NewsAI & DevelopmentOpen Source

MiniMax M3: Frontier Coding Model at 5% of Claude’s Price

MiniMax M3 launched today as the first open-weights model to combine three things that used to require a closed proprietary system: frontier coding performance, a one-million-token context window, and native multimodality. The API is live now. Open weights arrive in roughly ten days. Standard pricing is $0.60 per million input tokens — about 12% of what Claude Opus charges. For developers spending thousands per month on AI API costs, that math is worth paying attention to.

The benchmark case

MiniMax M3 scores 59.0% on SWE-Bench Pro, the benchmark that uses real GitHub issues from production repositories rather than synthetic problems. That number beats GPT-5.5 and Gemini 3.1 Pro. It trails Claude Opus 4.7, but the gap is smaller than the price gap would suggest.

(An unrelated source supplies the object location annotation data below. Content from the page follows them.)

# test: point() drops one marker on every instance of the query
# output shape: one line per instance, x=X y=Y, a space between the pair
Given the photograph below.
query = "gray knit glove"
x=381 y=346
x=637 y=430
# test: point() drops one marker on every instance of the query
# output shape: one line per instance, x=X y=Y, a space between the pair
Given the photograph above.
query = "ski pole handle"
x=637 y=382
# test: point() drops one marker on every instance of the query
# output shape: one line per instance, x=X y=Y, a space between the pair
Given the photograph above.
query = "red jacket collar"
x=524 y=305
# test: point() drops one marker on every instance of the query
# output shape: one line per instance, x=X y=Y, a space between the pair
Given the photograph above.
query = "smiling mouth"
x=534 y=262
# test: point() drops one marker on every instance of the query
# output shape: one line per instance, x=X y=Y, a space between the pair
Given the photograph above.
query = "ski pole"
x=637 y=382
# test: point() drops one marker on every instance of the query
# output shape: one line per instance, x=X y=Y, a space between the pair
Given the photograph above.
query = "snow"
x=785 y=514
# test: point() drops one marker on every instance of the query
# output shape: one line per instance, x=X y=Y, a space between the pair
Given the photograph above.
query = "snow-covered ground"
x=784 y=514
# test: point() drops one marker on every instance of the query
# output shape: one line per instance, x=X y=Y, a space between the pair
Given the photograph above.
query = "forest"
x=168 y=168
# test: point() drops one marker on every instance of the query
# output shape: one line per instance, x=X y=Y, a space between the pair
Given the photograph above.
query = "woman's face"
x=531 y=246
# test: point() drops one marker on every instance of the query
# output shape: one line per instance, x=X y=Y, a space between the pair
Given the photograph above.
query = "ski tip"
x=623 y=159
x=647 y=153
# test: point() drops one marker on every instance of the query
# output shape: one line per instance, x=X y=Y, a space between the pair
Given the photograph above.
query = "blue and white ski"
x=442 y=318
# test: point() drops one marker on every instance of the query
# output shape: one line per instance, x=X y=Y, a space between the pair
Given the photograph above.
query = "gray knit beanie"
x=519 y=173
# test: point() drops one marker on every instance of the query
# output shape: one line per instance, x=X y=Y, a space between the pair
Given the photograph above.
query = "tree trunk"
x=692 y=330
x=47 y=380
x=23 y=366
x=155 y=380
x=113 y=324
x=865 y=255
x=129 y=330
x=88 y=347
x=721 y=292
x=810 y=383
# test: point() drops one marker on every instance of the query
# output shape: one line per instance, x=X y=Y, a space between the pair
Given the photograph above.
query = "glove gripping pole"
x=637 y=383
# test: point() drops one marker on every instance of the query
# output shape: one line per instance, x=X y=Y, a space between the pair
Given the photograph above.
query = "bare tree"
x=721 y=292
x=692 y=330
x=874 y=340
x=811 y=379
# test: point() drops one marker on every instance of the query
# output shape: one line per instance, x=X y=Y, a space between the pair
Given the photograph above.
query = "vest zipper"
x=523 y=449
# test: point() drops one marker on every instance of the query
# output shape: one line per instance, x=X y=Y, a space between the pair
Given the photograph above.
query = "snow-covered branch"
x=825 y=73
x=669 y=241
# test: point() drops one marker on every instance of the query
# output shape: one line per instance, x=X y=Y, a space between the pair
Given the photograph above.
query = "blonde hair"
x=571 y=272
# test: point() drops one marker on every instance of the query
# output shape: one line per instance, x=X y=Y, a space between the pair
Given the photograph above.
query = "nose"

On autonomous web browsing (BrowseComp), M3 scores 83.5 — above Opus 4.7’s 79.3. On Terminal-Bench 2.1, which tests agentic CLI task completion, it scores 66.0%. The MCP tool-use benchmark (MCP Atlas) comes in at 74.2%.

The long-horizon demos are harder to summarize but more revealing. MiniMax ran M3 on a 12-hour paper reproduction task — it autonomously reproduced an ICLR 2025 Outstanding Paper Award winner, generating 18 commits and 23 experimental figures without human intervention. In a separate test, M3 optimized a CUDA kernel from 7.6% to 71.3% Hopper GPU hardware utilization over 24 hours and 147 attempts, with no reference solution provided. These are not benchmark numbers. They are evidence that the model can sustain coherent long-horizon work.

What you actually pay

Here is the current pricing landscape for frontier-class coding models:

ModelSWE-Bench ProInput per 1M tokensContext
MiniMax M359.0%$0.60 (std) / $0.30 (promo)1M tokens
Claude Opus 4.7~63%$5.00200K tokens
GPT-5.5~55%~$7.50128K tokens
Gemini 3.1 Pro~53%~$3.501M tokens

A task that processes 500,000 input tokens and generates 100,000 output tokens costs roughly $0.27 on M3 at promotional pricing, or $0.54 at standard rates. The same task on Claude Opus costs approximately $5.00. That is not a small difference for teams running hundreds or thousands of agent calls per day.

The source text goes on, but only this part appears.